Jennifer followed her. She found herself in a waiting room, painted a pristine white and as neat as a pin. Several chairs and a settee had been placed around the room and Jennifer seated herself in one of the chairs.

She hadn't long to wait. In a moment, an inner door opened and a man in a white smock appeared.

“Miss Hale?” he greeted her. “I am Doctor Goodman. My housekeeper said you wanted to see me. Won't you come in, please?”

He led her into his examining room. Jennifer's first impression of the doctor was favorable. He looked kindly and rather old-fashioned. His thatch of white hair refused to be combed, but stuck out impertinently on all sides. Spectacles hung at a precarious angle on the top of his nose, and behind them his eyes twinkled with a jollity that belied his serious expression and scientific profession.

“Now then,” he said when Jennifer had seated herself in the chair he indicated, “what seems to be the matter?”

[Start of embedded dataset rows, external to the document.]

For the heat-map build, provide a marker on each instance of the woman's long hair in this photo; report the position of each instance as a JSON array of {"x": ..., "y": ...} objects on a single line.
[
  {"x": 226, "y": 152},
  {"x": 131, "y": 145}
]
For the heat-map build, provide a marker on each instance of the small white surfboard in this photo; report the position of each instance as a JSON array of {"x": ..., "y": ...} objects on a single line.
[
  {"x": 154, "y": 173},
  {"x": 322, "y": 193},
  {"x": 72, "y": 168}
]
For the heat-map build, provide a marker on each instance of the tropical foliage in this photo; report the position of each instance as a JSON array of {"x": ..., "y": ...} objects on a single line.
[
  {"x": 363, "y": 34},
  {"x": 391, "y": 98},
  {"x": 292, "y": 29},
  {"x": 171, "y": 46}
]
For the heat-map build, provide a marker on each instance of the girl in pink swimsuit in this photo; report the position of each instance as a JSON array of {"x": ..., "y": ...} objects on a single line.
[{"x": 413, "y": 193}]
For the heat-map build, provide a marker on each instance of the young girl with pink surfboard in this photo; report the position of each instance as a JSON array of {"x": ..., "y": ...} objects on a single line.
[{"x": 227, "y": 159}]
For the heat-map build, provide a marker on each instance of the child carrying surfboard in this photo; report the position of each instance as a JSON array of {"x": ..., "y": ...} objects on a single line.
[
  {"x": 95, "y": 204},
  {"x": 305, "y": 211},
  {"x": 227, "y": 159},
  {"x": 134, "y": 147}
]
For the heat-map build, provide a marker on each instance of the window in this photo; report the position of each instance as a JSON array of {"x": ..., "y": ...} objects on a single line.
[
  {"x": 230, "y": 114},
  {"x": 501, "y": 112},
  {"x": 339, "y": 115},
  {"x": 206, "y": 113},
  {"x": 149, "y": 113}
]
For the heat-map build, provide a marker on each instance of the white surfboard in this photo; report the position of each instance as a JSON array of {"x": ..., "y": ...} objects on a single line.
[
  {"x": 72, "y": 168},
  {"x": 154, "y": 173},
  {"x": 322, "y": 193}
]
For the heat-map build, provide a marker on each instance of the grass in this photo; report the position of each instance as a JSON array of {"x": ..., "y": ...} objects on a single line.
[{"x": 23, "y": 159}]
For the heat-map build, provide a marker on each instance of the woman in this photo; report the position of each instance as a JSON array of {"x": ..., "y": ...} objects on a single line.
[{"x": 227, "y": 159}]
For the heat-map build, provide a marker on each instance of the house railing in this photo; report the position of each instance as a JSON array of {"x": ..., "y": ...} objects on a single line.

“With me, nothing,” she said, smiling. “I've come to you about Mrs. Dere. Mrs. Alicia Dere, that is. I understand she is a patient of yours.”

“Yes, that she is. And you are the new companion. We've heard of you here in town.” His twinkling eyes told her that she had been the object of much gossip and speculation since her arrival.

“I suppose newcomers are not so common here,” she said. “And no doubt anything to do with the Deres is of utmost interest.”

“Exactly,” he said, bobbing his head to acknowledge that they did indeed understand one another. “But, about Mrs. Dere...?”

“I thought perhaps you could tell me a little about her condition.” She saw his frown and quickly added, “I appreciate the doctor-patient relationship, of course. But I am meant to be her nurse as well as her companion, and I need to know a little more about what is wrong with her.”

The doctor hesitated for a moment. Then, as if he had reached a decision, he said abruptly, “Nothing.”

The brevity of his reply so startled her that she said, “I beg your pardon.”

“Nothing is wrong with Mrs. Dere,” he said, seating himself on the opposite side of his desk from her. “That is to say, nothing medical. I have examined her again and again and I can find nothing at all wrong with the woman.”

“I rather thought as much myself. I had the impression she was malingering. And yet....”

He nodded his head in understanding. “Yes, there is that ‘and yet,' isn't there? There is no doubt that she feels poorly. She could not be pretending all of that.”

“Frankly, there have been times when I thought surely her physical pain must be real. She suffers so with it.”

“The mind is a powerful thing.”

“Yes, that is true.” Jennifer paused, thinking. “Don't you think that some fresh air and sunshine, and maybe a little exercise...?”

“They would do no harm, and probably some good. If you could get her to agree to them. But there is more to it than that, I'm sure of it. She is tragically unhappy, and I believe it is this that is making her ill.”

He looked for a moment as if he were going to venture his opinion as to the cause of this unhappiness, but at the last minute he thought better of it. She was, after all, only a paid servant of the Deres and he their physician, and they could hardly begin to gossip about the Dere's personal business.

Jennifer stood up. “Then there is nothing you can advise me to do so far as the care of Mrs. Dere?”

“Try to keep her calm and avoid the sort of excitement that brings on her spells. And it might not be a bad idea to pursue your notion of getting her outside a little bit each day. But I wouldn't insist on it if she doesn't feel so inclined. Most of all, I think she wants babying. Perhaps if her husband spent a little time with her, it would cheer her up somewhat....” He let his voice trail off. That was as far as he dared venture into that subject.